Recombinant human interleukin-8 is a potent activator of canine neutrophil aggregation, migration, and leukotriene B4 biosynthesis.

Abstract Interleukin-8 (IL-8), formerly known as NAP-1, is formed by a variety of cells upon stimulation with IL-1 or tumor necrosis factor (TNF). The biologic activity of the cytokine involves activation of almost every neutrophil function studied so far in different species. In the present study, we compared the effects of recombinant human IL-8 (rIL-8) and the lipid mediators, leukotriene B 4 (LTB 4 ) and platelet-activating factor (PAF), on neutrophil functions in dogs. All three chemotactic factors induced neutrophil aggregation and chemotaxis, with rIL-8 being far more potent than LTB 4 and PAF. The migration induced by rIL-8 was significantly greater than that observed towards LTB 4 and PAF. In the aggregation assay, rIL-8 was shown for the first time to be a potent stimulant. The aggregation response was more persistent than that obtained with LTB 4 and PAF and the potency of rIL-8 was greater. An intradermal dose-response study showed that rIL-8 is an extremely potent inducer of selective neutrophil infiltration in canine skin.
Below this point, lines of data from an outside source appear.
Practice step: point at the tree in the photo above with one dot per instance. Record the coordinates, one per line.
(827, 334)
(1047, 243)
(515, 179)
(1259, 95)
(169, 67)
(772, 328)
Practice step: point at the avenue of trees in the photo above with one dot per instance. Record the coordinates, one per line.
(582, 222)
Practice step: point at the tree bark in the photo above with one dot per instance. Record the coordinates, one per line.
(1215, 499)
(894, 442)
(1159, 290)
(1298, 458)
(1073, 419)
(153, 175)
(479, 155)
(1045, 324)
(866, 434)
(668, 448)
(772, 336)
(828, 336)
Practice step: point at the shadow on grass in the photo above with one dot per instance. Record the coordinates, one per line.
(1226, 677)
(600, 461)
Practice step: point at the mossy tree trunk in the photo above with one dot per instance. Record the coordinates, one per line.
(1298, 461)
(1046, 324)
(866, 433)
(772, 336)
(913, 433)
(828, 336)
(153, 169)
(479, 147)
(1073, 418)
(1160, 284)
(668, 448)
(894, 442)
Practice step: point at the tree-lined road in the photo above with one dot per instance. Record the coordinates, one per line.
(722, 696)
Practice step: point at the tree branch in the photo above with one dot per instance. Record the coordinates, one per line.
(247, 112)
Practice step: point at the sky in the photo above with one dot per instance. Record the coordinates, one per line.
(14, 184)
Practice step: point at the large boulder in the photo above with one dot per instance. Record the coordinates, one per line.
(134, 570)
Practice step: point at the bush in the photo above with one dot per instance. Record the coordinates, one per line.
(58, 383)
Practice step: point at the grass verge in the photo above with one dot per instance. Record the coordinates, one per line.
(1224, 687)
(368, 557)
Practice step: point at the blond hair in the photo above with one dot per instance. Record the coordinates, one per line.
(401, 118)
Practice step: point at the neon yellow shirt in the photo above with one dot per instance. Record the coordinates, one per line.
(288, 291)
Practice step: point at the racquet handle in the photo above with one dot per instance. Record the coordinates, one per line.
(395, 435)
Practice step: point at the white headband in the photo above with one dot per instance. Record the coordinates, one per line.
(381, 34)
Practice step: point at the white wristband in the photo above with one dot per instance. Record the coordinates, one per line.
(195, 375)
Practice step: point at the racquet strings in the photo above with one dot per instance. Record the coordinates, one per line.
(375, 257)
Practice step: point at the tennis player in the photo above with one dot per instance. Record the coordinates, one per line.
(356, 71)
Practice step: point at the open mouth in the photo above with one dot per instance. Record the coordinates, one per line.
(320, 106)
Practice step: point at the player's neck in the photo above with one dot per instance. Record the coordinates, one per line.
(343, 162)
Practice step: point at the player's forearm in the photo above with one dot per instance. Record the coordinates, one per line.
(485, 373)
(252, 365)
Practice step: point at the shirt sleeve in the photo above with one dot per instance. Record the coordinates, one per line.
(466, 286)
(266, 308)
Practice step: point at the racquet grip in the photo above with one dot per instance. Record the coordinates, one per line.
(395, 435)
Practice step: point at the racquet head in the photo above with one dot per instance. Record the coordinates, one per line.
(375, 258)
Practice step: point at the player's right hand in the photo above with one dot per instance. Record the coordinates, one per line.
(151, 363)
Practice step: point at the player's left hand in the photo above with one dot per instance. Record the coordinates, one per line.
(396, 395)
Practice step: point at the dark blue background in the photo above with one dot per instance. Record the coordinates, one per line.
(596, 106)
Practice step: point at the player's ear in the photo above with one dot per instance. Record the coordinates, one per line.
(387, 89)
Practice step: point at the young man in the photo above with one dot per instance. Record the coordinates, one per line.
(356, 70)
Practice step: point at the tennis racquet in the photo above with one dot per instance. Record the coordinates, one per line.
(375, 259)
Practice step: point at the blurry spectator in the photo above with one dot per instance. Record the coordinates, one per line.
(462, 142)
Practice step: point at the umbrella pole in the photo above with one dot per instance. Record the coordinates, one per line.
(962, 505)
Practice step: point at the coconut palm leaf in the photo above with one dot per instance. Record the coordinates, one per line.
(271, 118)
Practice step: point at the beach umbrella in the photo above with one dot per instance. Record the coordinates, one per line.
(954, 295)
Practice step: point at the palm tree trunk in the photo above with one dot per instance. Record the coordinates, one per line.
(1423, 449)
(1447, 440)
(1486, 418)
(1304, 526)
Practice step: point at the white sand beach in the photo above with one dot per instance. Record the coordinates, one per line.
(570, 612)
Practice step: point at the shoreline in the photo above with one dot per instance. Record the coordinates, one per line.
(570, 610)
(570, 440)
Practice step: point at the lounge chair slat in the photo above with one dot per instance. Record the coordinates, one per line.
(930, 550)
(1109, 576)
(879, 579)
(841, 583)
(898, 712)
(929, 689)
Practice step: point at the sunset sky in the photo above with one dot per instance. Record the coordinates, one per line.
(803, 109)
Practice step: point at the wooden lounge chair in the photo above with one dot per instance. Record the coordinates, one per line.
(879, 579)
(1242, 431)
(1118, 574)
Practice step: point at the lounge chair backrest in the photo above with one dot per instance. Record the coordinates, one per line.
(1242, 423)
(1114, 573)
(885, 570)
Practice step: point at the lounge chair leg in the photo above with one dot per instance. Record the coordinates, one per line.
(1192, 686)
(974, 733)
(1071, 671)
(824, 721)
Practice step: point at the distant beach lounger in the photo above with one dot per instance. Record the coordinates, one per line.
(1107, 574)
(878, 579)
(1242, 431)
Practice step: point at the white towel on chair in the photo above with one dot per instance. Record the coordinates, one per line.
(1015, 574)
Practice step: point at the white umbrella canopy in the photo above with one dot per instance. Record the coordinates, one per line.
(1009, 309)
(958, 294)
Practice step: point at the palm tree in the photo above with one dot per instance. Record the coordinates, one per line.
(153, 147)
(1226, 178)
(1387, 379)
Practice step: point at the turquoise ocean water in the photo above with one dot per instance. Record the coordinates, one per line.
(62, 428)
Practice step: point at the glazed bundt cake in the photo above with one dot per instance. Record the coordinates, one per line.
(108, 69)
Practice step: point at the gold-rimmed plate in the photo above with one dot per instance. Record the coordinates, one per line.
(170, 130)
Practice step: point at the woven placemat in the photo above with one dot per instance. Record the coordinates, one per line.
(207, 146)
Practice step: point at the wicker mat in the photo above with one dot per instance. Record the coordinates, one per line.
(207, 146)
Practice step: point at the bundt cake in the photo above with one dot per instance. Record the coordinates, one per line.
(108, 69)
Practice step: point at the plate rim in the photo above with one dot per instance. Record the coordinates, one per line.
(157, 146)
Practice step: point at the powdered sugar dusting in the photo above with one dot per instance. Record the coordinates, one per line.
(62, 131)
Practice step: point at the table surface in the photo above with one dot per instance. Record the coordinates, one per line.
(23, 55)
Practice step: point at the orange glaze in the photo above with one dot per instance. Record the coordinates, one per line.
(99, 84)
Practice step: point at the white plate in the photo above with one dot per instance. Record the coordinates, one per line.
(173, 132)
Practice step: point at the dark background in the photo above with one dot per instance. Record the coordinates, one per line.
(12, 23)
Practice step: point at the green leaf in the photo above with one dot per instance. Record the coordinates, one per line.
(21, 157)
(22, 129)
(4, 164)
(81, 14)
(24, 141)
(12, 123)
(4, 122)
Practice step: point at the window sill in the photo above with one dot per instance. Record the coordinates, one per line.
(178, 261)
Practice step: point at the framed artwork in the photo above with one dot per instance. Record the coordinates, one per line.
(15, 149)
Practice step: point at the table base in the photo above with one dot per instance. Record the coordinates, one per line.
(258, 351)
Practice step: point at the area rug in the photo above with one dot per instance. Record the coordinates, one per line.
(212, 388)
The infiltration was more pronounced than following injection of LTB 4 or PAF. It was proposed that the superior effect of rIL-8 was caused by a synergistic effect between injected rIL-8 and LTB 4 , which was shown to be produced in biologically active amounts by canine neutrophils stimulated with rIL-8. From a therapeutic point of view, the simultaneous presence of rIL-8 and LTB 4 in inflammatory skin diseases highlights the need to develop drugs that inhibit the production and/or effect of both mediators.